9. The method for monitoring spinning production according to claim 1, characterized in that, The anomaly early warning method based on generation provides early warnings and handles anomalies, records the results of the anomaly early warning and handling, and continuously optimizes the spinning production status identification model and anomaly early warning mechanism based on the recorded results, including the following steps: According to the generated abnormality warning method and corresponding abnormality level, graded warning and handling operations are carried out. Based on the differentiated characteristics of minor abnormalities, general abnormalities and serious abnormalities, appropriate handling measures are adopted, and the abnormality handling process and spinning production operation status are monitored in real time. Record and store abnormal early warning information, handling procedures and handling results to form an abnormal handling report. Based on the abnormal handling report, verify and optimize the spinning production status identification model, and at the same time optimize and adjust the judgment threshold and handling logic of the abnormal early warning mechanism.

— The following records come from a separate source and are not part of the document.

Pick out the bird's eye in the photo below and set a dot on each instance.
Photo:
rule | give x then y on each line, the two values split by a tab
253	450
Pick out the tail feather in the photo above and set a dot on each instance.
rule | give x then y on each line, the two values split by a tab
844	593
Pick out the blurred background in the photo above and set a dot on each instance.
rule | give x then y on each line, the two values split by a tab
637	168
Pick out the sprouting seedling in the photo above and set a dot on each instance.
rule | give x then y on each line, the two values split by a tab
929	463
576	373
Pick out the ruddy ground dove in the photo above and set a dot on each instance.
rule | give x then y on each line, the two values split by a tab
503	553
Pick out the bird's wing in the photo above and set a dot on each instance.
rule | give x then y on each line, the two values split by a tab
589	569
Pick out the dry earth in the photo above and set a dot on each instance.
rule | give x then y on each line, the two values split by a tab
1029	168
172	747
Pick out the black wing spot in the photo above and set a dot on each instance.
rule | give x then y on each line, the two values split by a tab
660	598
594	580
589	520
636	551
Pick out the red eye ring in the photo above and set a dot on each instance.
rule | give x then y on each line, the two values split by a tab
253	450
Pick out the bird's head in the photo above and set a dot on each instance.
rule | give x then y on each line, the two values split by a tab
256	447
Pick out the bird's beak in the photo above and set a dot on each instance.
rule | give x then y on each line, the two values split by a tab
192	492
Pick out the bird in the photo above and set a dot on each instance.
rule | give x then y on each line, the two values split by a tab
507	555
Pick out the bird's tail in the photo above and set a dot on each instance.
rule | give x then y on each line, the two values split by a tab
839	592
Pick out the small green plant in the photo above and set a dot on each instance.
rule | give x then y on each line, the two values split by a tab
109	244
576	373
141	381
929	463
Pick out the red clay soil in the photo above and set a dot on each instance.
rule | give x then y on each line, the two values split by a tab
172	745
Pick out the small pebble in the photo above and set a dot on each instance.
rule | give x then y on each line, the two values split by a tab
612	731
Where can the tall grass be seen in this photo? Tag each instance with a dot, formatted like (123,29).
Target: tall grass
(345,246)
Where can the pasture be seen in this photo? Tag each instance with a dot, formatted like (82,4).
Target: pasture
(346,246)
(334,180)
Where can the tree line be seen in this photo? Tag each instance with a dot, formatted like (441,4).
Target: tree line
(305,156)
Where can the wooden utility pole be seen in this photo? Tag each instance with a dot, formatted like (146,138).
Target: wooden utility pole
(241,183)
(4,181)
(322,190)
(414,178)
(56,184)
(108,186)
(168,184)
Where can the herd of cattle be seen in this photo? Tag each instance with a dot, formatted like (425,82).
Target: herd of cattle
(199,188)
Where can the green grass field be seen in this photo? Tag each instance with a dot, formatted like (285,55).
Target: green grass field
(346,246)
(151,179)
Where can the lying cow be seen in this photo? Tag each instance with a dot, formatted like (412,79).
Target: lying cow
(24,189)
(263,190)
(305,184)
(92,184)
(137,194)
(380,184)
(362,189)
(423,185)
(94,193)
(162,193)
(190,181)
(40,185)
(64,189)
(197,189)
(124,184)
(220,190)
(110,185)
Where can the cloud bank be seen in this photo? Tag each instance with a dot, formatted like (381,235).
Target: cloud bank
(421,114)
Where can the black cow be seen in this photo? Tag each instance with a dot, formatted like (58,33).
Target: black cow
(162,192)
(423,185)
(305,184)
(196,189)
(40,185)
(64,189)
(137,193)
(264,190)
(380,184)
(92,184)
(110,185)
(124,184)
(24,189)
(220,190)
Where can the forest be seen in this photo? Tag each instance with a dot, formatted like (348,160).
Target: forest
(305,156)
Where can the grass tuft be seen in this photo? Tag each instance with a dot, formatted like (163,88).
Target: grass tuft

10. A system for implementing the monitoring method for spinning production as described in claim 1, characterized in that, include: Multi-dimensional parameter acquisition module, data preprocessing module, production status identification module, anomaly early warning and handling module, and model and mechanism optimization module; The multi-dimensional parameter acquisition module is used to set the acquisition cycle of spinning production operation parameters, collect spinning production operation parameters, and integrate them into a monitoring dataset by sorting them in time sequence. The data preprocessing module is used to detect missing and duplicate values ​​in the monitoring dataset, and to standardize it using the moving average filtering method and the range normalization method to obtain the preprocessed monitoring dataset. The production status identification module is used to construct a spinning production status identification model based on the preprocessed monitoring dataset, using a convolutional neural network algorithm combined with a long short-term memory network algorithm, and to complete the training and verification. At the same time, it combines the real-time preprocessed monitoring dataset to obtain the spinning production status analysis results. The anomaly warning and handling module is used to set anomaly judgment threshold and anomaly level based on the production status analysis results, set corresponding differentiated warning methods, and perform emergency handling and rectification operations according to the handling priority. The model and mechanism optimization module is used to verify the spinning production status identification model based on the abnormal handling report, supplement training data and optimize model parameters, and at the same time optimize the judgment threshold and handling logic of the abnormal early warning mechanism.